Kısacası evliya en iyi insan demektir. Muhammed Salim hazretlerine, (Bir
kimsenin evliya olduğu nasıl anlaşılır?) dediklerinde, (Tatlı dili, güzel
ahlakı, güler yüzü, cömertliği, münakaşa etmemesi, özürleri kabul etmesi ve
herkese merhamet etmesi ile bir kimsenin veli olduğu anlaşılır) buyurdu.
Eskiden evliya çok idi
Eskiden Abdülkadir-i Geylani, imam-ı Rabbani ve Ahmed
Rıfai hazretleri gibi mürşid-i kâmil olan evliya var idi. Evliya
oldukları bazı vasıfları ile bilinirdi. Böyle zatların vasıfları kitaplarda
bildirilmiştir. Allahü teâlânın sevgisine kavuşmuş olana Evliya denir.
Başkalarının da kavuşmalarına vasıta olana Mürşid denir.
Mürşid-i kâmilin, yani rehberlik eden evliyanın alameti, itikadının düzgün
olması ve İslam ahkâmına tam uymasıdır. Sözleri, hareketleri İslam ahkâmına
uygun olmayan zat, havada uçsa da, rehber olamaz. Evliya ile konuşmak ve onu
görmek, Allahü teâlâyı hatırlamaya sebep olur. Allahü teâlâdan başka her şey
kalbe soğuk gelir. Allahü teâlâ, (Evliyam şunlardır ki; ben anılırsam,
onlar hatırlanır, onlar hatırlanınca ben anılırım) buyuruyor. Resulullah
efendimize, evliyanın alametleri sorulunca, (Onlar görülünce Allah
hatırlanır) buyurdu. Bugün yapılacak iş, eskiden yazılmış, İslam
âlimlerinin kitaplarını okumaktır.
Mürşidin vasıfları
Eski mürşidlerin vasıflarından birkaçı şöyledir:
1- Lüzumlu akaid ve fıkıh bilgilerine vâkıf idiler.

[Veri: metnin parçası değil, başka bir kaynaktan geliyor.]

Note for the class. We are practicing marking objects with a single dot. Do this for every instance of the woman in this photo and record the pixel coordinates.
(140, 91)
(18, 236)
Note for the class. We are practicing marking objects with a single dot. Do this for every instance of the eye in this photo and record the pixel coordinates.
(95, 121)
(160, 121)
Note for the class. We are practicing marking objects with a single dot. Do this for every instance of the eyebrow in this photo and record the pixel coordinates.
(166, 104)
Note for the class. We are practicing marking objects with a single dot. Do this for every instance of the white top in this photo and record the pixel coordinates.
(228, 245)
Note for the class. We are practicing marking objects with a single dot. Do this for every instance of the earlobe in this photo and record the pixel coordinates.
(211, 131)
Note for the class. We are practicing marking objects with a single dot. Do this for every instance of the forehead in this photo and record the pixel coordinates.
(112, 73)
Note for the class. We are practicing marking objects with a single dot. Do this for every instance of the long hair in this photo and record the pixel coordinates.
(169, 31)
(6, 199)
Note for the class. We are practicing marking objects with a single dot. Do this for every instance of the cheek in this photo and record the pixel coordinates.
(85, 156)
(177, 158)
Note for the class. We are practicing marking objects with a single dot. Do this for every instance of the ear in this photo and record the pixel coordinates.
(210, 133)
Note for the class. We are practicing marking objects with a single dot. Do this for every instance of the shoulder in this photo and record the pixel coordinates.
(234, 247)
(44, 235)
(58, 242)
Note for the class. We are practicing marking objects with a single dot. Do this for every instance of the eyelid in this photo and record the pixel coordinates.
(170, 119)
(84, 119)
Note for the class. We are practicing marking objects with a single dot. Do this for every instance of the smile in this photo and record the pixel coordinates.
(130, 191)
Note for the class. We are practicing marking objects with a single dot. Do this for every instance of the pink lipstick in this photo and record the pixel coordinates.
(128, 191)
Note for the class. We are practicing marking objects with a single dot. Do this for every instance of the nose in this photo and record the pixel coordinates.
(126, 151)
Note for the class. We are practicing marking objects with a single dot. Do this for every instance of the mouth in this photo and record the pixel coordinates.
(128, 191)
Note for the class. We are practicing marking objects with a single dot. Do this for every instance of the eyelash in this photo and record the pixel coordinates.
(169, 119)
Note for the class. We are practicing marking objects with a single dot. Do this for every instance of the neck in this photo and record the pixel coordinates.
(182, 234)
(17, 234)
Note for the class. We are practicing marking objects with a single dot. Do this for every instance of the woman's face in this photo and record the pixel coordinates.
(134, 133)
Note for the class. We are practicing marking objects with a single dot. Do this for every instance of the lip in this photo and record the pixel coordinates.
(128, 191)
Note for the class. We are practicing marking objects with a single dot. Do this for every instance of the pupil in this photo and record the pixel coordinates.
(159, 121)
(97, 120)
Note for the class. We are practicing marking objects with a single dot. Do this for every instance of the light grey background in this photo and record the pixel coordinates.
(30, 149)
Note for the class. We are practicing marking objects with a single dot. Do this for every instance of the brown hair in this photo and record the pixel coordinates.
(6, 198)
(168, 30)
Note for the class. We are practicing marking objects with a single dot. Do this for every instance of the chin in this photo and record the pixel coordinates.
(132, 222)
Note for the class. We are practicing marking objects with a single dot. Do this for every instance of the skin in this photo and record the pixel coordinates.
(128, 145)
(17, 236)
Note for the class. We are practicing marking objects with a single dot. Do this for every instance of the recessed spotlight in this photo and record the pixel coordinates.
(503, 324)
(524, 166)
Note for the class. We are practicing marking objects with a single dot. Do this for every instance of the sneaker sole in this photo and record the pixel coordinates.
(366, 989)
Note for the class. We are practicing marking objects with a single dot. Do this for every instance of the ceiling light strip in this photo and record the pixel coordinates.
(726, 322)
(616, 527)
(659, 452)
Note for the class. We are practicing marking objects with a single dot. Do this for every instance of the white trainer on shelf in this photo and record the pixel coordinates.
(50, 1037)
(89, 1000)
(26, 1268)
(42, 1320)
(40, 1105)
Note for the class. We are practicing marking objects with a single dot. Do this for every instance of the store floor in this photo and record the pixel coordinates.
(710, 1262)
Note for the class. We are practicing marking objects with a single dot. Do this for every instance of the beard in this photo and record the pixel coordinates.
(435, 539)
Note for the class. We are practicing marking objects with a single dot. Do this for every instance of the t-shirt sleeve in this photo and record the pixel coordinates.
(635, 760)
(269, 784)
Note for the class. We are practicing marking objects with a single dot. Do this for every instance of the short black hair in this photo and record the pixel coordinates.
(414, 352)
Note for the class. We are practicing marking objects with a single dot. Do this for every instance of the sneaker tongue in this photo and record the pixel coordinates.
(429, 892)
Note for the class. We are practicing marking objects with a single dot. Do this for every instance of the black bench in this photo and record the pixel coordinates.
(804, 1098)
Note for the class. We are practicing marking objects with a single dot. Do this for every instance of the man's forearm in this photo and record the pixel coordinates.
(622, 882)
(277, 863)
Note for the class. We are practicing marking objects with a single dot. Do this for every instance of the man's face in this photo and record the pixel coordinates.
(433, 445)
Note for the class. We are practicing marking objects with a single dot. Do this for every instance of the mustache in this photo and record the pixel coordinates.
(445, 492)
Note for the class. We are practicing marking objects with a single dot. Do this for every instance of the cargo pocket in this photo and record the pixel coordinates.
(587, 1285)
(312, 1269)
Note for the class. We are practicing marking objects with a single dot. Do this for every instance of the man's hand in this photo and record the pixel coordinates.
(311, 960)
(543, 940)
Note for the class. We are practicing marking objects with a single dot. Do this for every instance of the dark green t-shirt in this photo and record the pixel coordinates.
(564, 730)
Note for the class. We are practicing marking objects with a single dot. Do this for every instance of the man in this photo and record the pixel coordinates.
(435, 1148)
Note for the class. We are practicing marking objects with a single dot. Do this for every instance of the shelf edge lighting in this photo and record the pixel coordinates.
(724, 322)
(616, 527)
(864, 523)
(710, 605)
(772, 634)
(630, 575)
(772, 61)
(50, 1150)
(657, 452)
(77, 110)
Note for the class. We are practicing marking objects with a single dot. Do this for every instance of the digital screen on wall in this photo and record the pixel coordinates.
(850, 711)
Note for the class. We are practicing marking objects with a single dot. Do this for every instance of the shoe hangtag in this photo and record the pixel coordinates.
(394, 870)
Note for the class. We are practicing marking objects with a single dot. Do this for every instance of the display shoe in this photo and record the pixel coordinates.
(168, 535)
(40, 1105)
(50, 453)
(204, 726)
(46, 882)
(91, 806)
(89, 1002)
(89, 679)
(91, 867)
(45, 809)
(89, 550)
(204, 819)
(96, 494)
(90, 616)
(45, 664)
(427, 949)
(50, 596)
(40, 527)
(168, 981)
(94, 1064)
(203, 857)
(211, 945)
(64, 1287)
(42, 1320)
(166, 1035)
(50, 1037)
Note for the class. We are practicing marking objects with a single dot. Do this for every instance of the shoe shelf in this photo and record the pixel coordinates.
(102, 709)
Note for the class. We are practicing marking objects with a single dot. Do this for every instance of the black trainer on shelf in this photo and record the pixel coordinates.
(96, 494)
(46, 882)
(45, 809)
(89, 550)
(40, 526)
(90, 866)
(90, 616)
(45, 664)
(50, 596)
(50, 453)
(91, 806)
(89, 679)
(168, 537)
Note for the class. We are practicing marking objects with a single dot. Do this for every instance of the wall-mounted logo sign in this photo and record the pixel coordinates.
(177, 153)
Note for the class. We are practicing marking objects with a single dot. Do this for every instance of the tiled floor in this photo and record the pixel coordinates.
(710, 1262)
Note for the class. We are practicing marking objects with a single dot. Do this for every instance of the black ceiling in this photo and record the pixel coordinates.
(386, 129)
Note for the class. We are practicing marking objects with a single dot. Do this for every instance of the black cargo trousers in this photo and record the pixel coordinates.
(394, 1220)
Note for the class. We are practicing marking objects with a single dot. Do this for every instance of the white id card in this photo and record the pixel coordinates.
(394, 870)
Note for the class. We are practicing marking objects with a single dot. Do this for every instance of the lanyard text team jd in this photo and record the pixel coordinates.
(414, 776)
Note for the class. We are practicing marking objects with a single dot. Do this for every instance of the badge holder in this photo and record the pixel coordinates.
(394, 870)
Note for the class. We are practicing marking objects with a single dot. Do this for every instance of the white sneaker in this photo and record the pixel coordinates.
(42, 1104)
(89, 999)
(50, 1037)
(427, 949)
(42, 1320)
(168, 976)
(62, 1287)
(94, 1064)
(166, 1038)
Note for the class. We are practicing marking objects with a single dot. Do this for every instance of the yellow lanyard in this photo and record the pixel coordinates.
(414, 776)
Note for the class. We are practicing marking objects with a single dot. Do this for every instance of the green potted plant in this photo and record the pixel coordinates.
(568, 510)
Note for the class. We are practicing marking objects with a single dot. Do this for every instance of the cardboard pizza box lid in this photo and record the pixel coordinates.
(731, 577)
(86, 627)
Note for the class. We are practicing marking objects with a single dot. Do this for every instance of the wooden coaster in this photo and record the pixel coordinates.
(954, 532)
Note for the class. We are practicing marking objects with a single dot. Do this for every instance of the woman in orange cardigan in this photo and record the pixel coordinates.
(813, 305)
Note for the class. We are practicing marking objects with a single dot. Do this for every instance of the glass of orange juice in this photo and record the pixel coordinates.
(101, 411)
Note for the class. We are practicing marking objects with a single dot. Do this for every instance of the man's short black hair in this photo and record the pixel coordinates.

Fıkıh bilmeyen
evliya olamaz.
2- Hep güler yüzlü olup, bir anne şefkati ile talebeyi terbiye
ederler idi.
3- Hiç bir talebenin parasında gözü olmazdı. (Allah’ın
evliyası, cömertlik ve güzel ahlak üzere yaratılmıştır) hadis-i
şerifine uygun vasıfta olup, talebelerine elinden gelen yardımı yaparlar idi.
4- Talebelerinin sırlarını gizli tutarlardı. (Seçilmişlerin
kalbleri sırların mezarıdır) denirdi.
5- (Üstada da, talebeye de saygılı olun) hadis-i şerifine göre merhametli
ve tevazu sahibi idiler.
6- (Her ilim sahibinin üstünde daha iyi bilen vardır) mealindeki
âyet-i kerime mucibince ilimleri ile büyüklenmezlerdi.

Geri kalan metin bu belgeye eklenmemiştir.